Moss
Air Date: Week of April 5, 2002
When they arrive each spring they’re called the first mercies of the earth. Commentator Sy Montgomery explains the mysteries of moss.
Transcript
ROSS: The 18th century British art critic, John Ruskin, called them the "first mercy of the earth." He was talking about mosses. And commentator Sy Montgomery urges you to explore their velvet tapestries for the first signs of spring, and to see in them how humility mingles with strength.
MONTGOMERY: They bask in frigid snowmelt, like a sunbather soaks up rays on a beach. Before the ferns uncoil, before the tree buds burst, before the jack in the pulpit thrusts through the ice, tiny mosses glow green.
Mosses fulfill the prophecy that the meek shall inherit the earth. At the first stroke of spring, the world is theirs. Yet, those of us who don't know better pass by these lovely plants. Maybe that's because mosses are small. Most grow only one-sixteenth of an inch to a few inches tall. And they tend to hide in humble places, between the cracks in sidewalks, in the crevices of tree bark, on the underside of rocks.
Their common name suggests their staggering variety of forms. The humpbacked elves, for instance, are mushroom-like, greenish-black mosses. Knight's plume has light yellow-green feather-like leaves that clothe decaying logs. Names are fanciful. But mosses are disarmingly simple. They're a bunch of tiny, leafy stems, growing so closely together, they form velvety cushions. That's it. They have no roots. They have no flowers. They don't make seeds, but reproduce by spores.
But because their needs are simple, mosses can grow in alpine and arctic wastes, on bare cliffs, on Main Street, in jungles, in backyards, in bogs. Some grow on bones, on feces, on corpses. One species, naturally luminous, glows in the dark of caves. As one writer observed, "They serve as pioneers, carrying life where it could not otherwise be."
This ability to colonize areas too difficult for other plants suggests mosses may have been among the earliest creatures to venture from water to land. They don't fossilize well. So, no one really knows how or when mosses evolved. But one feels something primal about them, a connection to the creation.

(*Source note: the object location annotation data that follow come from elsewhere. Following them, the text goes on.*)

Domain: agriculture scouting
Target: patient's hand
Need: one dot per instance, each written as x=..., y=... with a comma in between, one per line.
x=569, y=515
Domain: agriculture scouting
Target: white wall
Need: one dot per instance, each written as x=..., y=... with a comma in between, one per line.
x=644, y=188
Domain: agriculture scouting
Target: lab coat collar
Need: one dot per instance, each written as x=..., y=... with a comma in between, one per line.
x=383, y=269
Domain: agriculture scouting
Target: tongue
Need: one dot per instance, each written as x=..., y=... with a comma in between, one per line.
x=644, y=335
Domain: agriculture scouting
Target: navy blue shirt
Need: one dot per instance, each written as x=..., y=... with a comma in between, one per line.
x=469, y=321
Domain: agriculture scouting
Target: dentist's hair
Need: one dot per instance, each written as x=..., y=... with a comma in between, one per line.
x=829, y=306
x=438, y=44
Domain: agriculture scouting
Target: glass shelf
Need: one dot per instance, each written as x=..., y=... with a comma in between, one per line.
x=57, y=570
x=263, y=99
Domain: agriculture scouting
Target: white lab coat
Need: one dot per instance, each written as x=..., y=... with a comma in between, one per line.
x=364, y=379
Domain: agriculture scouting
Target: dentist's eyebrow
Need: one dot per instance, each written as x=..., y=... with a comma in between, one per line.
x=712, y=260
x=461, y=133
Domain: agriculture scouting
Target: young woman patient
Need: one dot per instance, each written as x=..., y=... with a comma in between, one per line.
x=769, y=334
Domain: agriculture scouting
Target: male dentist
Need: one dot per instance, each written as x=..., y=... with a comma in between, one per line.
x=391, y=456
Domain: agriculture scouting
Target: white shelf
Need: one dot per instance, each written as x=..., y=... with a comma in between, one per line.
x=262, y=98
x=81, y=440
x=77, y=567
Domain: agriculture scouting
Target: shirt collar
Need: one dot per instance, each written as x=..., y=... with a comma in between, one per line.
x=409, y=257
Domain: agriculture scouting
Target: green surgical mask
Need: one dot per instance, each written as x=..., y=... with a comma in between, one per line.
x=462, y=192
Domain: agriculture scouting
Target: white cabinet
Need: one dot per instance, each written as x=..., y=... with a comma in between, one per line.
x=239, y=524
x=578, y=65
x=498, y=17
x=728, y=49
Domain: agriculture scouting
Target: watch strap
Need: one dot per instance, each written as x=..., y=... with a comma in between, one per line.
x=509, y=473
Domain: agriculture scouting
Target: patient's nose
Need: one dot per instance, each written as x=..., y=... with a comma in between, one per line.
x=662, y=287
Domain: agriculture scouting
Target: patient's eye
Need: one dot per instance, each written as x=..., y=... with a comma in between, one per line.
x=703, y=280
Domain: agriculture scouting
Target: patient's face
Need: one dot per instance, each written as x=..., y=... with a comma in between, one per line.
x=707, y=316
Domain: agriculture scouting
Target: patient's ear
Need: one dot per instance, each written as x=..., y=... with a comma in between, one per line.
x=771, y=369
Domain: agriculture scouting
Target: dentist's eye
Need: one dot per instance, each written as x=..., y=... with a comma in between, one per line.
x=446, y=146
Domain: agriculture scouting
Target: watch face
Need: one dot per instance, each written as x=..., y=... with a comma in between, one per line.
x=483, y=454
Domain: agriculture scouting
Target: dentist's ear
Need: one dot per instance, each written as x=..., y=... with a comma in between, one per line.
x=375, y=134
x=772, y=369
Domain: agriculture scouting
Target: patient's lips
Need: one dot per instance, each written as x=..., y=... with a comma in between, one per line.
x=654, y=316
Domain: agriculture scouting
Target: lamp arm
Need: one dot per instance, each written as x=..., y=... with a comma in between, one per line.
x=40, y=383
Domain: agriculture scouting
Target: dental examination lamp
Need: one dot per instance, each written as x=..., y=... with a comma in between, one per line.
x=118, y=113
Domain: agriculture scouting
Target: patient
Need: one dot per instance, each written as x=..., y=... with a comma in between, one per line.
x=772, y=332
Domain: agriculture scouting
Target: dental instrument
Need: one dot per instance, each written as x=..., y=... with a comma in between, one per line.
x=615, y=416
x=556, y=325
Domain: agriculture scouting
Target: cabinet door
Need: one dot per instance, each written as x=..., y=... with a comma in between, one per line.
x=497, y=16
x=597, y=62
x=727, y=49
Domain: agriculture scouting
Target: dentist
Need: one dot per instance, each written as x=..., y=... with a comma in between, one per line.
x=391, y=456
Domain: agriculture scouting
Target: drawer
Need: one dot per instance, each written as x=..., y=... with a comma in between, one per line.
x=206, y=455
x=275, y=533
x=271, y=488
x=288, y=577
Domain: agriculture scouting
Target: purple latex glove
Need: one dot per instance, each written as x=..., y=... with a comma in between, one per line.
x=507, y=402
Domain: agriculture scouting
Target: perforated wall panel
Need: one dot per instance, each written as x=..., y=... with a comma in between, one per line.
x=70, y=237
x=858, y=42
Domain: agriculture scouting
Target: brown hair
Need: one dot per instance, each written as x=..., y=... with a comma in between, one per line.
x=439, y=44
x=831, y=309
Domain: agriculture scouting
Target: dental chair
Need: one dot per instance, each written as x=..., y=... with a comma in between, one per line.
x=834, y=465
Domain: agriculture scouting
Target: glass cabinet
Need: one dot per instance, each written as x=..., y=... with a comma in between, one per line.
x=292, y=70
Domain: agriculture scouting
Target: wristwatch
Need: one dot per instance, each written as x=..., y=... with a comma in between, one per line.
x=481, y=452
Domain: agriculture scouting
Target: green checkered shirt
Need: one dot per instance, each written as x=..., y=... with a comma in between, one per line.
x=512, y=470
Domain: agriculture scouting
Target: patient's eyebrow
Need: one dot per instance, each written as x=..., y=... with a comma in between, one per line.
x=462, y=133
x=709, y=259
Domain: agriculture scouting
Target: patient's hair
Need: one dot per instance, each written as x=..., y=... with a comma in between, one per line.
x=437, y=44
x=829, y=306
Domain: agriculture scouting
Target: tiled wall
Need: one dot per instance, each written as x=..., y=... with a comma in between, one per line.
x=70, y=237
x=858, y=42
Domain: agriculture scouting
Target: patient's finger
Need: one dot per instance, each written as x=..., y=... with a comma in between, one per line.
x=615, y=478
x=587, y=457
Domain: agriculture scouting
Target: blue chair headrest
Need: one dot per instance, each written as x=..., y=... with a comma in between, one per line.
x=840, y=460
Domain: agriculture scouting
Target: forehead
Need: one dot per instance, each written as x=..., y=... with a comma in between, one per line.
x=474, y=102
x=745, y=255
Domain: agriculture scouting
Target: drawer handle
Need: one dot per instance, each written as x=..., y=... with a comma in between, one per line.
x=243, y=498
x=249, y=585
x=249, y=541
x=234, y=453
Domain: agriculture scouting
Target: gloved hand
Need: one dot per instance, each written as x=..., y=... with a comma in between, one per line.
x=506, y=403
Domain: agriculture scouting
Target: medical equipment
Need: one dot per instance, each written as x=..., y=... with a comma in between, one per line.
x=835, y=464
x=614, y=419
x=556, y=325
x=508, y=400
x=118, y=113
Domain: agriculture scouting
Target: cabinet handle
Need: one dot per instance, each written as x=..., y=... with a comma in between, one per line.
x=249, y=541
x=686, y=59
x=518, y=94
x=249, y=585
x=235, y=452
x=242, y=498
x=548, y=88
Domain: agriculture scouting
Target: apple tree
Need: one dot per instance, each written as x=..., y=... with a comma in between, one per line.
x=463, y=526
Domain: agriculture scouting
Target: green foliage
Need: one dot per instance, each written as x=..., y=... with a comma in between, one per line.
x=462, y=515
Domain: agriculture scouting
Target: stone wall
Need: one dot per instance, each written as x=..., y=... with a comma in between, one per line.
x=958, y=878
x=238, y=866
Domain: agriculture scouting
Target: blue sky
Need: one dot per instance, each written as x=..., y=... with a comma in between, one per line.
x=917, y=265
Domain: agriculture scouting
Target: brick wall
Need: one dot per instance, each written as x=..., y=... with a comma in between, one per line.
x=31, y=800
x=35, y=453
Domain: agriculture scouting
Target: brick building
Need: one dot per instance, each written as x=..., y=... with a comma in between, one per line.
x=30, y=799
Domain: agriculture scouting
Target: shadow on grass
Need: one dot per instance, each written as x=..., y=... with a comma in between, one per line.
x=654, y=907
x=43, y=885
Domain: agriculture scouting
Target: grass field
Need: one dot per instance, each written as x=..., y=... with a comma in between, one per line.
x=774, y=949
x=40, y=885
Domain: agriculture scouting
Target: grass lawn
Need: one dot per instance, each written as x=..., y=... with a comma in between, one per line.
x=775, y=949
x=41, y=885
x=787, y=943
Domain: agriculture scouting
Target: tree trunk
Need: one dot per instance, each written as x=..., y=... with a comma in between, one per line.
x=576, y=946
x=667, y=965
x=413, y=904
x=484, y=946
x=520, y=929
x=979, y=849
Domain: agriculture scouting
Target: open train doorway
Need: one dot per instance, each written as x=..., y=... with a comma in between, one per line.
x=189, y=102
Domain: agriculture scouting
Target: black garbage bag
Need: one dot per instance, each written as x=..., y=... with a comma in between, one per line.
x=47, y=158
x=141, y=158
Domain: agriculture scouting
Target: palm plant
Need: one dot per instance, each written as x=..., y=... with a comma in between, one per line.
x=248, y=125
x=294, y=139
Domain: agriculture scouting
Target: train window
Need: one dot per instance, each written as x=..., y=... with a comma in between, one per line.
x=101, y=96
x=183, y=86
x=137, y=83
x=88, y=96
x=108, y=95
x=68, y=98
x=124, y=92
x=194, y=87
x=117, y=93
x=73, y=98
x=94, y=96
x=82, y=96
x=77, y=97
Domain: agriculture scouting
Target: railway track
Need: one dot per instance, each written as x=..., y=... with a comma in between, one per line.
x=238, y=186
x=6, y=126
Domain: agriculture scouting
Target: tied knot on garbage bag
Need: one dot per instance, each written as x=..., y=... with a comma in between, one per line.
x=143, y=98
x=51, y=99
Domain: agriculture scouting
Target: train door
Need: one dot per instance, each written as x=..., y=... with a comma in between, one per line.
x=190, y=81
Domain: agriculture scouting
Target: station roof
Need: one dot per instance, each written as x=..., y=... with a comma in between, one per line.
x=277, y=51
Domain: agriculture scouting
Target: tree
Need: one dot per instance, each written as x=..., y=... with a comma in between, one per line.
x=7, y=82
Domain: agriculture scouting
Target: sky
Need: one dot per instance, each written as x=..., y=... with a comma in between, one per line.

Surely, the landscapers of Japan's Buddhist temples knew the value of mosses for soothing the human spirit. There's a temple in Kyoto famous for its five acre garden, filled with too many varieties of mosses to mention here. What better aid to meditation than this simple, ancient, lush blessing. Inviting us to look closely, think deeply, and remember that earth's meekest creatures promise us spring.
[MUSIC: Rolling Stones "Waiting On a Friend"]
ROSS: Commentator Sy Montgomery is author of the new book "Encantado: Pink Dolphin of the Amazon." You're listening to NPR's Living on Earth.